Independent researcher Mohamed Amine Bergach has published a paper detailing a highly optimized Fast Fourier Transform (FFT) implementation that outperforms Apple's own vDSP library on the company's M-series silicon. The key innovation is a formal 'two-tier local memory model' that rethinks how data is staged on the GPU. Instead of using slower shared memory, the algorithm primarily leverages the massive 208 KiB register file as the main data residence, using the 32 KiB threadgroup memory only for efficient exchange operations. This approach, inspired by prior work on Intel integrated GPUs, minimizes costly memory access bottlenecks.
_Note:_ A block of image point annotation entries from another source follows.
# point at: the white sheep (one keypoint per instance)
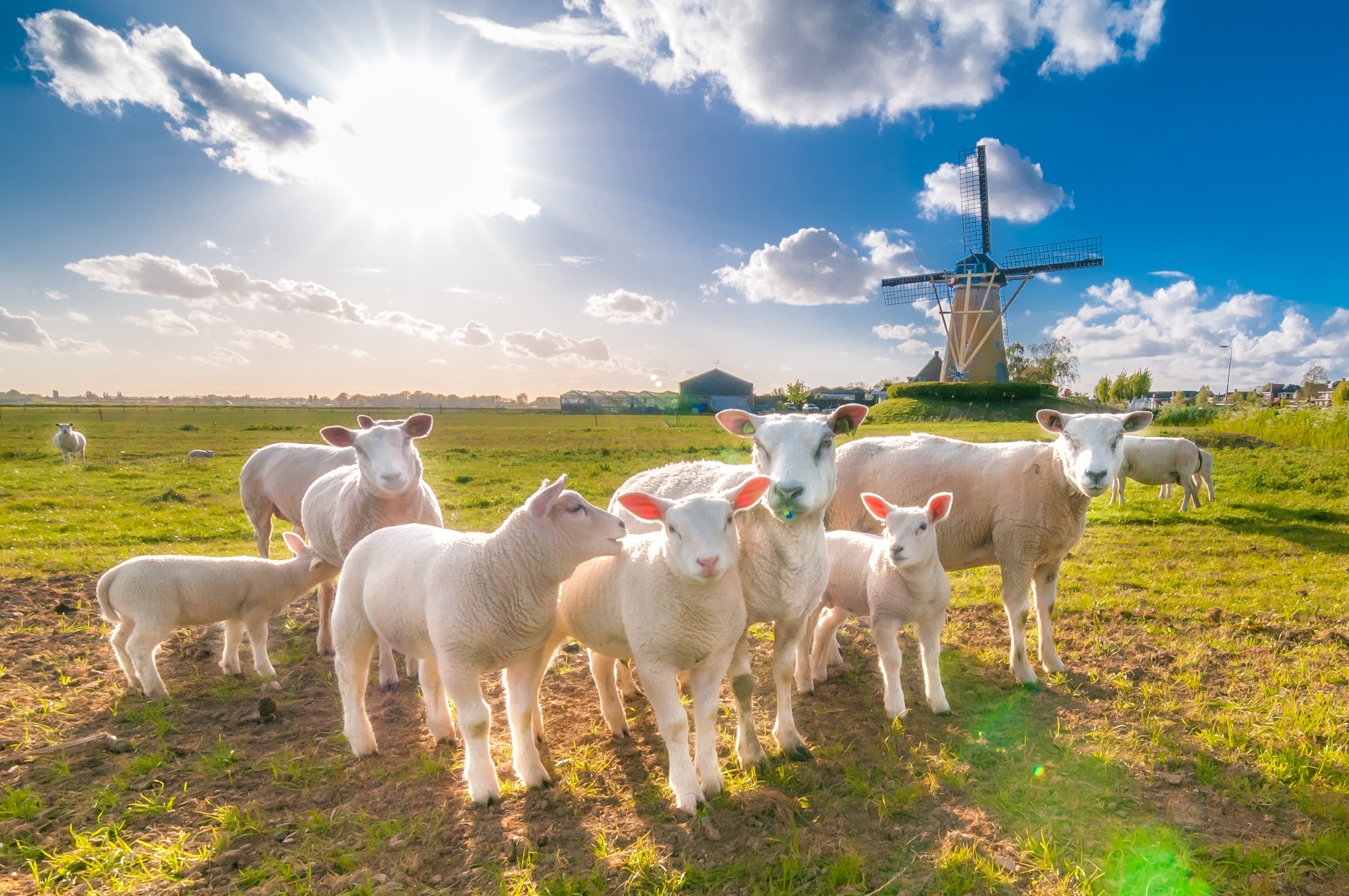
(384, 489)
(784, 566)
(466, 604)
(671, 601)
(1159, 462)
(895, 580)
(1019, 504)
(146, 598)
(69, 442)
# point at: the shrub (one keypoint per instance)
(980, 393)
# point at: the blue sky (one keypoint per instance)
(528, 198)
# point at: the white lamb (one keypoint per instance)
(146, 598)
(896, 580)
(69, 442)
(1019, 504)
(467, 604)
(384, 489)
(1159, 462)
(784, 566)
(671, 601)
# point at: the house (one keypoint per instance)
(715, 390)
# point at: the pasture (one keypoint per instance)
(1198, 744)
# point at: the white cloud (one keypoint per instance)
(23, 334)
(474, 335)
(624, 307)
(164, 320)
(222, 285)
(550, 346)
(1018, 190)
(1177, 331)
(814, 268)
(373, 145)
(802, 63)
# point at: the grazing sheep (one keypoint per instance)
(276, 478)
(384, 489)
(1159, 462)
(69, 442)
(146, 598)
(466, 604)
(1022, 505)
(895, 580)
(671, 601)
(784, 566)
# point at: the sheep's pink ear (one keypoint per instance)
(846, 419)
(643, 505)
(939, 506)
(750, 492)
(740, 423)
(542, 501)
(419, 426)
(1050, 420)
(876, 505)
(338, 436)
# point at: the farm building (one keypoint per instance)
(715, 390)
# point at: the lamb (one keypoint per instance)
(69, 442)
(467, 604)
(146, 598)
(1159, 462)
(1022, 505)
(895, 580)
(671, 601)
(384, 489)
(784, 566)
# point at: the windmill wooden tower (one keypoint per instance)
(970, 297)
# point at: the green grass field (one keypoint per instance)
(1200, 743)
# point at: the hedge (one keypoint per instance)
(985, 393)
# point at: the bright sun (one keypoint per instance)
(413, 143)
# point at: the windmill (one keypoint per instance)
(970, 297)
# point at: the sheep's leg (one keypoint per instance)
(610, 701)
(230, 655)
(706, 683)
(475, 722)
(930, 647)
(663, 694)
(787, 637)
(1016, 601)
(521, 702)
(258, 641)
(327, 593)
(1046, 585)
(355, 641)
(825, 635)
(439, 721)
(748, 748)
(388, 667)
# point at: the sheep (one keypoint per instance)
(276, 477)
(1022, 505)
(894, 580)
(784, 566)
(146, 598)
(384, 489)
(1159, 462)
(69, 442)
(466, 604)
(671, 601)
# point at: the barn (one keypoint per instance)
(715, 390)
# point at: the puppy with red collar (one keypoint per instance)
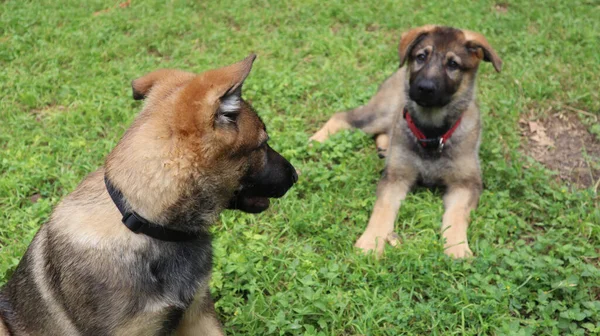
(427, 115)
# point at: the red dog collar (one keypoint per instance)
(429, 143)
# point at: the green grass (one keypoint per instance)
(65, 100)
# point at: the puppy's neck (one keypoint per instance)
(438, 119)
(159, 181)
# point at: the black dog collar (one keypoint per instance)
(139, 224)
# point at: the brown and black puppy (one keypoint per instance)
(129, 251)
(427, 115)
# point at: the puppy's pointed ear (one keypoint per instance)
(229, 89)
(142, 86)
(478, 45)
(410, 38)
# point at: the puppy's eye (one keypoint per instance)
(452, 65)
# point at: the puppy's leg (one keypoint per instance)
(390, 193)
(382, 141)
(3, 329)
(376, 117)
(459, 201)
(200, 318)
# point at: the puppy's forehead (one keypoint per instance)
(444, 39)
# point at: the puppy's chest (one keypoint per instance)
(431, 171)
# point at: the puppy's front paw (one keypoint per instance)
(376, 242)
(320, 136)
(459, 251)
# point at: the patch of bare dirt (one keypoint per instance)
(563, 144)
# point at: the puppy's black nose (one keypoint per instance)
(426, 87)
(294, 173)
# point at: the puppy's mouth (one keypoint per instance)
(249, 203)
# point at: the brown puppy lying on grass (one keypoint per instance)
(129, 251)
(426, 113)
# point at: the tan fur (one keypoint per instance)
(457, 168)
(183, 156)
(200, 318)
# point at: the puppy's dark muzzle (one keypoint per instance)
(273, 181)
(428, 93)
(277, 177)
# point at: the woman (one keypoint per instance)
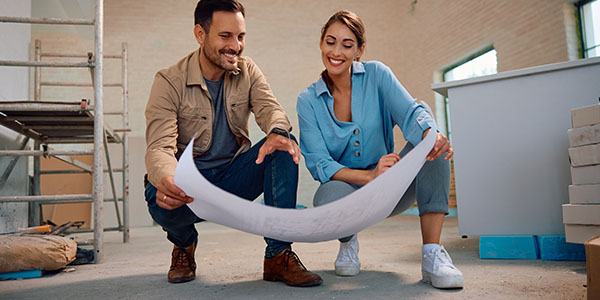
(346, 120)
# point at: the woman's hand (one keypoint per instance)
(442, 145)
(385, 162)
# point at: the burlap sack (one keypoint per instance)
(35, 252)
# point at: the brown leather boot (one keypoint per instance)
(286, 267)
(183, 265)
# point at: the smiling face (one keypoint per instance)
(339, 48)
(224, 42)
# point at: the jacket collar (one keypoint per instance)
(321, 86)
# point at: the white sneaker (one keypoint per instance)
(437, 268)
(347, 263)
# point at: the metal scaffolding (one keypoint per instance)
(74, 123)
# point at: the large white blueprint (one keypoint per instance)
(351, 214)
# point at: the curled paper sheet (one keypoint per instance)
(365, 207)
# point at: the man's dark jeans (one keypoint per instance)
(276, 176)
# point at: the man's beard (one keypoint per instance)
(216, 57)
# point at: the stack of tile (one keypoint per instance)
(582, 215)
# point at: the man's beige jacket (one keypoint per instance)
(180, 108)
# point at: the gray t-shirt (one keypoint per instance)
(224, 146)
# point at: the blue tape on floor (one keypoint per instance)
(508, 247)
(21, 275)
(554, 247)
(414, 211)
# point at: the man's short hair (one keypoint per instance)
(206, 8)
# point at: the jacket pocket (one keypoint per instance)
(192, 122)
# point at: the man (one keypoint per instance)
(209, 95)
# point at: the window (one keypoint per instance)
(480, 64)
(589, 22)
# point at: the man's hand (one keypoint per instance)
(278, 142)
(442, 145)
(169, 196)
(385, 162)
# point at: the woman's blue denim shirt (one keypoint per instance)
(379, 102)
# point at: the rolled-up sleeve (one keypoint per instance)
(412, 118)
(319, 162)
(161, 130)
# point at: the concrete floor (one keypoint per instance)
(230, 267)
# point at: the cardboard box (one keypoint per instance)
(584, 194)
(584, 214)
(584, 116)
(585, 155)
(578, 234)
(586, 135)
(585, 174)
(592, 258)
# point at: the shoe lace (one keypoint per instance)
(289, 255)
(181, 257)
(444, 258)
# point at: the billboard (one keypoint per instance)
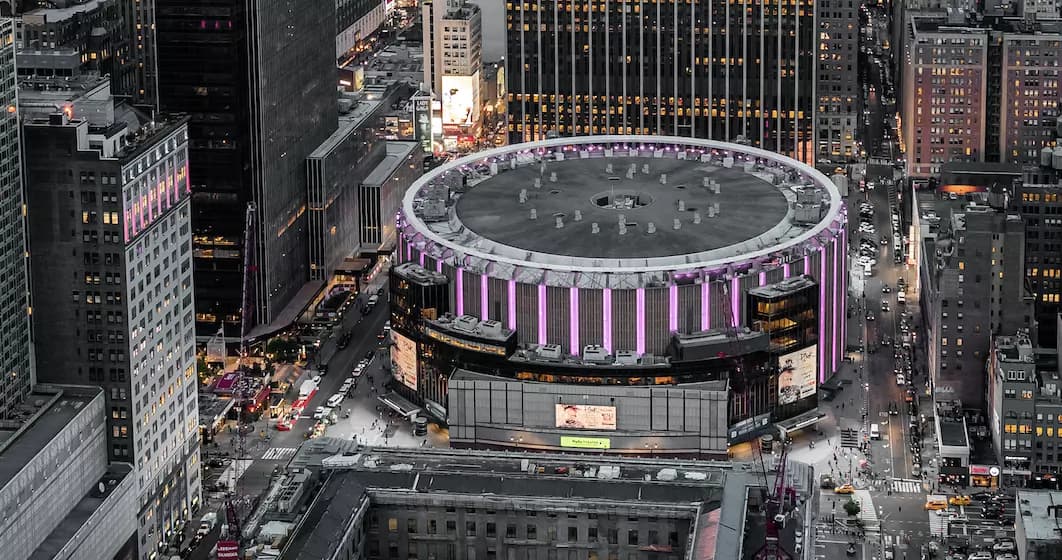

Implemented in Metal Shading Language, the radix-8 Stockham kernel achieves 138.45 GFLOPS for a 4096-point single-precision complex FFT, beating Apple's vDSP baseline of 107 GFLOPS by 29%. The research also yielded counter-intuitive hardware insights: threadgroup memory barriers on Apple GPUs are surprisingly cheap (~2 cycles), while scattered access patterns are the true performance killer. The implementation supports transform sizes from N=256 to N=16384 and is validated against Apple's reference outputs.
This work is significant because FFT is a foundational algorithm used everywhere from AI model training (for convolutional operations) and scientific simulation to audio processing and computer vision. A faster, open-source FFT library gives developers and researchers a performance-critical tool that can accelerate a wide range of applications on the ubiquitous Apple Silicon platform, potentially reducing compute time and energy consumption for intensive workloads.
- Achieves 138.45 GFLOPS for a 4096-point complex FFT, a 29% speedup over Apple's vDSP.
- Uses a novel 'two-tier' memory model prioritizing the GPU's 208 KiB register file over threadgroup memory.
- Provides open-source Metal kernels validated against Apple's library, ready for use in AI and scientific computing.
Why It Matters
Faster FFTs accelerate core computations in AI, scientific simulation, and media processing on millions of Apple devices.